Warren Buffett wrote recently, “If a statue is ever erected to honor the person who has done the most for American investors, the hands- down choice should be Jack Bogle."
Jack Bogle is often referred to as the ‘King’ of index funds as he found the path breaking Vanguard Group in 1974. Such is the great man’s repute that even Warren Buffett wrote in his praise recently, “If a statue is ever erected to honor the person who has done the most for American investors, the hands- down choice should be Jack Bogle.” In recognition of his work, Fortune magazine named him as one of the four ‘Investment Giants of the 20th Century,’ alongside Warren Buffett, Peter Lynch and George Soros in 1999. What was the idea behind index fund investing?
Jack Bogle based the concept of index fund investing on the premise that, in the long-term, it would not be possible to achieve returns superior than the market, after taking into account the costs associated with actively managed funds. His idea was that instead of trying to beat the market and charging high costs, the index fund would mimic the index performance over the long run — thus achieving higher returns with lower costs.
In a letter to shareholders, Warren Buffett wrote earlier this year, “For decades, Jack has urged investors to invest in ultra-low-cost index funds. In his crusade, he amassed only a tiny percentage of the wealth that has typically flowed to managers who have promised their investors large rewards while delivering them nothing – or, as in our bet, less than nothing – of added value.”
The Vanguard index has given a compound annual growth rate (CAGR) of 7% since its inception, while the GDP growth in the US rose 2.7% per year between 1976 and 2016. As of June 30th 2017, the Vanguard fund had $4.4 trillion assets under management.
Jack Bogle is often quoted as saying, “Fund investors are confident that they can easily select superior fund managers. They are wrong.” Active versus passive investing has always been a raging debate in the investment community globally. According to Warren Buffett’s estimate, an average investor wasted more than $100 billion on high-fee Wall Street money managers over the past 10 years. In the United States alone, a little more than one-third of all assets are invested in passive funds.
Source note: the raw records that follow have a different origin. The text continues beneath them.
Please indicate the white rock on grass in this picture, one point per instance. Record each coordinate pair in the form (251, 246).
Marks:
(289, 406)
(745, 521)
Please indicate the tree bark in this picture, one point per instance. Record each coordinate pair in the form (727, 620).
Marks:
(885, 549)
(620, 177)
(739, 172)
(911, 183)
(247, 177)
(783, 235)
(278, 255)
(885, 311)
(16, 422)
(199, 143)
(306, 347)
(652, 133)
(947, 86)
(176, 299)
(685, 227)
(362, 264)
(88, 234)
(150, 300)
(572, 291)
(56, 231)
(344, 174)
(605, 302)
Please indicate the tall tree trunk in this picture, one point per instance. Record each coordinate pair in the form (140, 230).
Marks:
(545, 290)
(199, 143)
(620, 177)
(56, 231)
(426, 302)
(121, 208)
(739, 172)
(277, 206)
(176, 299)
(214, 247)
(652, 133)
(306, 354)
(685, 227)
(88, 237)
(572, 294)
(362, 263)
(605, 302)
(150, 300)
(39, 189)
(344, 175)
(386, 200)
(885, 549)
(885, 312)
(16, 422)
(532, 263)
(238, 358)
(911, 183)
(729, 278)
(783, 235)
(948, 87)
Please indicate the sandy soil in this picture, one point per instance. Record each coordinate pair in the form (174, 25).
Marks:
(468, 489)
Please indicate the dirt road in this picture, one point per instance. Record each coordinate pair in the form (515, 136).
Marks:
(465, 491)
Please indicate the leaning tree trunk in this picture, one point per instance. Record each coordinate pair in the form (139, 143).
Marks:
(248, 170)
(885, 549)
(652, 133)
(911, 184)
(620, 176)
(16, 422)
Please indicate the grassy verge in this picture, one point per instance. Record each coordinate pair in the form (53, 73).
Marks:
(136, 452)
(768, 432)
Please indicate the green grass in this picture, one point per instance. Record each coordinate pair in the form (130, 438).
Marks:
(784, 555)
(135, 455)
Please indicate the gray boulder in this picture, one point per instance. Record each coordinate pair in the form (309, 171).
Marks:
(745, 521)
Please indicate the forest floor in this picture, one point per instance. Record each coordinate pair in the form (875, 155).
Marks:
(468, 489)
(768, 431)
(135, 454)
Many investors are shifting to passive funds as according to a Bloomberg news report, in the first half of 2017, flows out of active and into passive funds reached nearly $500 billion in the United States.
A study published by S&P Dow Jones Indices showed that about 90 percent of active stock managers failed to beat their index targets over the previous one-year, five-year and 10-year periods. The high fees charged by the managers explain a significant part of the underperformance, as it eats into the returns of the funds.